THE USE OF DERMAL REGENERATION TEMPLATES FOR PRIMARY BURNS SURGERY IN A UK REGIONAL BURNS CENTRE
(Phillips G.S.A., Nizamoglu M., Wakure A., Barnes D., El-Muttardi N., Dziewulski P. - United Kingdom)
The gold standard of treatment for major burns is early burn excision and autografting. In major burns this is complicated by a lack of donor site availability. Another challenge after burn injury is achieving optimal cosmetic and functional outcomes. Dermal regeneration templates (DRT) are biomatrices that help to address these problems. Within our centre the most commonly used are two-stage Integra® and single-stage Matriderm®. We review the use and outcomes of DRT in primary burns reconstruction within our regional burns centre.All patients undergoing primary burn reconstruction using Integra® (n=59) or Matriderm® (n=35) over a 13-year period were included. Integra® was used in patients with significantly larger burns(20.4% TBSA vs 1.7% TBSA). Comparable levels of graft take were seen in both groups. Major infections were significantly higher in the Integra® group (11/35 compared to 3/59). There was no significant difference in haematoma development, hypertrophic scarring or the need forsecondary reconstructive surgery. Burn contractures developed in 15 patients treated with Matriderm® and 21 with Integra®. DRT have been used safely and effectively and have played an increasingly important role in our service over the last 13 years. Integra® is used primarily in large burns with limited donor sites and Matriderm® in smaller burns in cosmetically sensitive areas.

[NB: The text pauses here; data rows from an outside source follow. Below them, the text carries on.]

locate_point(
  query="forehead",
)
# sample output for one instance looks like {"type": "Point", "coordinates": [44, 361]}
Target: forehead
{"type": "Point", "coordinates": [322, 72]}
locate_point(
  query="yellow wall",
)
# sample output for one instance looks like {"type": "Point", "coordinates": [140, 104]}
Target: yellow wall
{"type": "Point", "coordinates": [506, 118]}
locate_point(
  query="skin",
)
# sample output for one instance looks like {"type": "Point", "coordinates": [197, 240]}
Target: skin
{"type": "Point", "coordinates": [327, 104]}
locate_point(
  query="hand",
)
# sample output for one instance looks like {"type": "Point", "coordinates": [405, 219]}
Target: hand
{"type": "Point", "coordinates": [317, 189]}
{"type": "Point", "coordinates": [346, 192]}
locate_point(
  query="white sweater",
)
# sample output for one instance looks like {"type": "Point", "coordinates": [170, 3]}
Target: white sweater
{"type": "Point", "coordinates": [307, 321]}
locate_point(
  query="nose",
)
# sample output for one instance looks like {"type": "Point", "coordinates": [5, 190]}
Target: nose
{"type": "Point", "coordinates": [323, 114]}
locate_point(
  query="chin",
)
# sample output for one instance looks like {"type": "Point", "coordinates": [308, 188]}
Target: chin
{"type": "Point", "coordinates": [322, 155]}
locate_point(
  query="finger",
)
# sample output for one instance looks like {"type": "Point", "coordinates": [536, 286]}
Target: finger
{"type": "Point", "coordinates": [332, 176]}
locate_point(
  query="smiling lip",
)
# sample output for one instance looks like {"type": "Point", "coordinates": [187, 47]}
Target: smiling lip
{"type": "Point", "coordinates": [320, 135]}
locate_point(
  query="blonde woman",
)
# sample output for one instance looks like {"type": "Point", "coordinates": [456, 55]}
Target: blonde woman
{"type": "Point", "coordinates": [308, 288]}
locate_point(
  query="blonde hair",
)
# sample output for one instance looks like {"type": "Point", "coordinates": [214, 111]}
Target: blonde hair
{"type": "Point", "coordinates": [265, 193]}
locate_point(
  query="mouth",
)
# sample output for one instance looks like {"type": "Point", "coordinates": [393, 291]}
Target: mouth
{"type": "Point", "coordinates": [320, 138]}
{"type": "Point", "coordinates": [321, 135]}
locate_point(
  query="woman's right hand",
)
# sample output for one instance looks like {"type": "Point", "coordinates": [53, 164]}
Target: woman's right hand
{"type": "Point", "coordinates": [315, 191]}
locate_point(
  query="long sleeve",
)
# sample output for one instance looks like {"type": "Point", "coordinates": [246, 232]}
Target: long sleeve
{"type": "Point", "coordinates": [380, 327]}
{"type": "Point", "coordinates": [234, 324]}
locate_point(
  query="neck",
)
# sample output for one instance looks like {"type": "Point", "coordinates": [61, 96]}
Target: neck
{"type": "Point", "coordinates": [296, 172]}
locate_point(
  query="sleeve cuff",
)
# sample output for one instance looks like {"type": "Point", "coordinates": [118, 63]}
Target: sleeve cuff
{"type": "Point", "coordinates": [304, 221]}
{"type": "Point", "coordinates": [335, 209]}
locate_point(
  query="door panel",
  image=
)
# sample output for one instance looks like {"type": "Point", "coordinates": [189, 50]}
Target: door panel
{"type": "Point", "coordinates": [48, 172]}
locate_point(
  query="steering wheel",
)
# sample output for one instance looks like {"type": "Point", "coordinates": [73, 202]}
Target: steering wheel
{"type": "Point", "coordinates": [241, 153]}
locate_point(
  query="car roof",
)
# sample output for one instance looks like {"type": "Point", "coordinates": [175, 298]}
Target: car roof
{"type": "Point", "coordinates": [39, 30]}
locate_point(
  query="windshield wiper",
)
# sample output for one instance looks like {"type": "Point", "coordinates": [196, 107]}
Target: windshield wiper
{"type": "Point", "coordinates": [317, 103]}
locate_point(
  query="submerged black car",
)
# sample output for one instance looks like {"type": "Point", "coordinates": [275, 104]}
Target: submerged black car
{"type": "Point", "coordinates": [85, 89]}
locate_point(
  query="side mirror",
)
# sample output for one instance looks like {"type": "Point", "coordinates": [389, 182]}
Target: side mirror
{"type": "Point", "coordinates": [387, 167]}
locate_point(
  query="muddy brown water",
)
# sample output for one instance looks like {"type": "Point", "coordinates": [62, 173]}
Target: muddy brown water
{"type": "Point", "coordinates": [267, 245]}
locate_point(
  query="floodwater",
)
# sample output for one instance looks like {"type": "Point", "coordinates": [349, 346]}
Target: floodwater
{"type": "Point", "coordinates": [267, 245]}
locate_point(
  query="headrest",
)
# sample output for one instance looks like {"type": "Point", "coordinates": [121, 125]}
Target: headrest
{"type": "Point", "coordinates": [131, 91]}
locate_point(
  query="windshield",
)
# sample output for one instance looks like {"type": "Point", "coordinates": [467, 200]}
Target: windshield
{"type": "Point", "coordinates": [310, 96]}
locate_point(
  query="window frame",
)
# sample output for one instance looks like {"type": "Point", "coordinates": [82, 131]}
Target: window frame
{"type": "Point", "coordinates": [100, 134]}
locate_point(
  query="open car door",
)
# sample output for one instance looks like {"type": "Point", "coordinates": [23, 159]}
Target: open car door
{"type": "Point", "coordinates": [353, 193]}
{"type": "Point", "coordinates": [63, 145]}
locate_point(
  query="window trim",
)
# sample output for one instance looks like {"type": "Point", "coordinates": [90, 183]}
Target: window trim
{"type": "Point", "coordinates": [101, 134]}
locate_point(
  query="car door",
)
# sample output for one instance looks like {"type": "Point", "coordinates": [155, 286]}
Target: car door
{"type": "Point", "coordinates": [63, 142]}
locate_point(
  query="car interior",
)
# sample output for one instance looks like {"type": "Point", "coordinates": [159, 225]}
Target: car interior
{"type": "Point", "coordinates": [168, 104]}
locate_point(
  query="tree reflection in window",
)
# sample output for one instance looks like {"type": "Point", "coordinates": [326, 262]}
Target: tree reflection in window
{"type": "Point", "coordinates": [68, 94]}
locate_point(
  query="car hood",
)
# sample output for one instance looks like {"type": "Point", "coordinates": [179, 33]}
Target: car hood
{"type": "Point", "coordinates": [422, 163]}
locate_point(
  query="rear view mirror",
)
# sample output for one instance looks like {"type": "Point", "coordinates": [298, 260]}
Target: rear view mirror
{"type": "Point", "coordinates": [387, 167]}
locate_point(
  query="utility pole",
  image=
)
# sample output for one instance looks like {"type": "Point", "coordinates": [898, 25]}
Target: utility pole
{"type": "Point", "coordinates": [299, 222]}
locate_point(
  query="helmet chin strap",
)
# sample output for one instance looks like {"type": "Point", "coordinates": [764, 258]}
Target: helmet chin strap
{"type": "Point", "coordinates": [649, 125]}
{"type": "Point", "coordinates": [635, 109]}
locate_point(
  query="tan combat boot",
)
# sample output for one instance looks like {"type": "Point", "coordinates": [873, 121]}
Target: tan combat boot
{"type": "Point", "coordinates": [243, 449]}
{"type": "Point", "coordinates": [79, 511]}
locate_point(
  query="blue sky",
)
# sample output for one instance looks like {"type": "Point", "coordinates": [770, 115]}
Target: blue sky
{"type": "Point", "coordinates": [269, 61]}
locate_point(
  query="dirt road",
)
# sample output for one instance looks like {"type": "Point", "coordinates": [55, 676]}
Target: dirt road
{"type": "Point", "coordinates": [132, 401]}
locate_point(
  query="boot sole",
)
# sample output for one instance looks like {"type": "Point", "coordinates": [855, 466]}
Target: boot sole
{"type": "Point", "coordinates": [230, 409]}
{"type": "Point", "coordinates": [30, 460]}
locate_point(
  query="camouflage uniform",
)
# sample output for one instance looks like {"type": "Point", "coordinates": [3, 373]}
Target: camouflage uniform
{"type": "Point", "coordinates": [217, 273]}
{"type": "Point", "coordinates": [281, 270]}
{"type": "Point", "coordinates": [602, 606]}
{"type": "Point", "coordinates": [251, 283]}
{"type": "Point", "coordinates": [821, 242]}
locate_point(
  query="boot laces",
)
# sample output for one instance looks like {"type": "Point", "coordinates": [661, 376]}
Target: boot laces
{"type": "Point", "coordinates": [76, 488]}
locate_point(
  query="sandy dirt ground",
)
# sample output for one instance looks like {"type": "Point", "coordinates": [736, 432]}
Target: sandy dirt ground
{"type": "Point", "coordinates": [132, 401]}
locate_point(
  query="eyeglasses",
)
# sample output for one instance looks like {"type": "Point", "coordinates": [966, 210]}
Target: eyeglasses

MYTHS AND MISCONCEPTIONS ABOUT DISASTERS: DO STUDENTS IN THE FIELD KNOW BETTER?
(Papp B. - Hungary)
Disaster myths pose a great challenge in disaster risk management all over the world. These misconceptions mean barriers to disaster higher education as well. This research is designed to examine these beliefs among disaster management students at the National University of Public Service, Hungary, as well as in a control group compiled from students from three other Hungarian universities. Based on the methodology of research published by David Alexander, a questionnaire was edited with 19 false statements about disaster events. Respondents had to evaluate them on a Likert scale from 1 to 5, where 1 means "completely disagree" and 5 means "completely agree". Strong agreement was expressed for some of the misconceptions regarding disasters (e.g. unburied bodies constitute a serious health hazard), and to a lesser degree for others (e.g. disasters cannot be managed systematically). The results of the control group reached similar values to those of the test groups, however in some cases the former tend to be more skeptical about the statements. Although Hungarian students shared the same beliefs as US and Italian students, the Hungarians seem to be less critical of the statements. These disaster myths create a serious problem in disaster higher education and have a great impact on future disaster managers in the field.